There is very little urgency in the storytelling — layers of voiceover bits don't help, even — and therefore Outlander can hardly be described as compelling. In many ways, this is a story well and thoroughly told but with almost none of the smart pacing of similarly dense fictions like Game of Thrones.
And yet the world created in Outlander is not without interest. Claire being a "guest" or possibly a captive of Clan MacKenzie (they think, as anyone would, that this British woman found roaming the Highlands is a spy) brings her in contact with all sorts of intriguing types. Colum MacKenzie (Gary Lewis) is laird of the MacKenzie clan, holding it together even though he suffers from a rare disease that shrivels and disjoints his legs. He must leave the enforcing powers to his brother, Dougal MacKenzie (the riveting Graham McTavish), war chieftain of the MacKenzie Clan. Together, they are striving to get the occupying Brits off their land.
Claire partly survives her time in this new world because of her medical background; she can help the MacKenzies and their supporters heal up from battle. But she feeds into their suspicions of her by constantly wanting to flee back to the stones that brought her here through some wrinkle in time.
Getting back to those stones may be Claire's motivation, but Outlander is in no hurry to get her there. I watched all six episodes sent by Starz (the 16-episode first season will be split, unfortunately, into two eight-episode installments) and all lacked a sense of urgency to move Claire from B back to A.
And that presents another problem for people who haven't read the books: knowing how important the time-travel element is to Outlander's plot. It seems the show would be significantly more fun if Claire could get back to 1945, spend some time there, assess what she likes and what she misses, then sneak back to the stones and back in time. Does this happen? I have no idea. Claire would have to get back to the aforementioned stones first and, after six hours, they're not exactly a stone's throw from her present location.
Again, that may be the charm some viewers are looking for.
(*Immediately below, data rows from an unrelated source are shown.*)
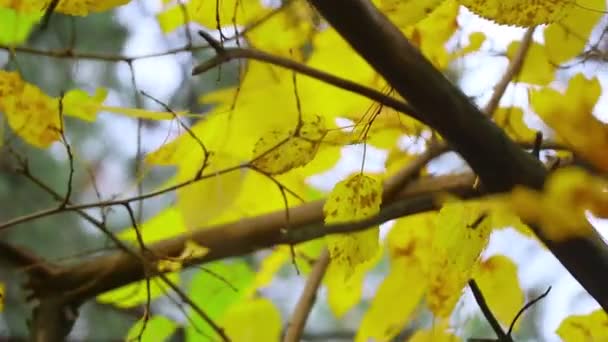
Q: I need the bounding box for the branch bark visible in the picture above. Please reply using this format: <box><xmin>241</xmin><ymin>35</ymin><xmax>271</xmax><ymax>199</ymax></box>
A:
<box><xmin>41</xmin><ymin>174</ymin><xmax>478</xmax><ymax>302</ymax></box>
<box><xmin>309</xmin><ymin>0</ymin><xmax>608</xmax><ymax>311</ymax></box>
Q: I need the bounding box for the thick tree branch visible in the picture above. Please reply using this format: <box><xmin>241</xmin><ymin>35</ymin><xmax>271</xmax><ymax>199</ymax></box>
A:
<box><xmin>40</xmin><ymin>174</ymin><xmax>477</xmax><ymax>300</ymax></box>
<box><xmin>309</xmin><ymin>0</ymin><xmax>608</xmax><ymax>311</ymax></box>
Outlander taking its own sweet time is, in some ways, an antidote to other story-chewing fare and lingering on character development is not a bad thing. That novelistic sense of plot unfolding probably would be less of an issue if all 16 episodes were going to be shown in a row, rather than split and separated — almost like Claire herself — by a vast chunk of time (the other eight will air sometime in 2015).
But Outlander's lack of forward momentum is impossible to ignore. After the first hour, the series slows noticeably and maddeningly. Although there's a "wait until the sixth episode" enticement surrounding the show (and that episode does pick up the pace and partly change the direction), it's not like Outlander suddenly turns into 24 or something. Basically, the pace you get is the pace you get.
Luckily, Balfe is reason enough to watch; she's a confident actress who brings various shades to her character. And McTavish is more magnetic in his menace/cunning than Heughan, though that probably wasn't the plan. (That said, Heughan is perfectly cast as the hunky gentleman warrior, with a frame that the camera loves). The template-setting pilot is directed by John Dahl, and it's no surprise that the lush Scottish countryside and Highlands are beautiful and inherently part of the series, like a looming character that never leaves a scene.
The first episode has already been made available online, as Starz looks to give nonsubscribers a taste of Outlander (no doubt whatever Gabaldon fans who haven't already subscribed will do so). The real test may be keeping others hooked, with the competition being vast and "bookish" vs. "compelling" being an X-factor very much in play.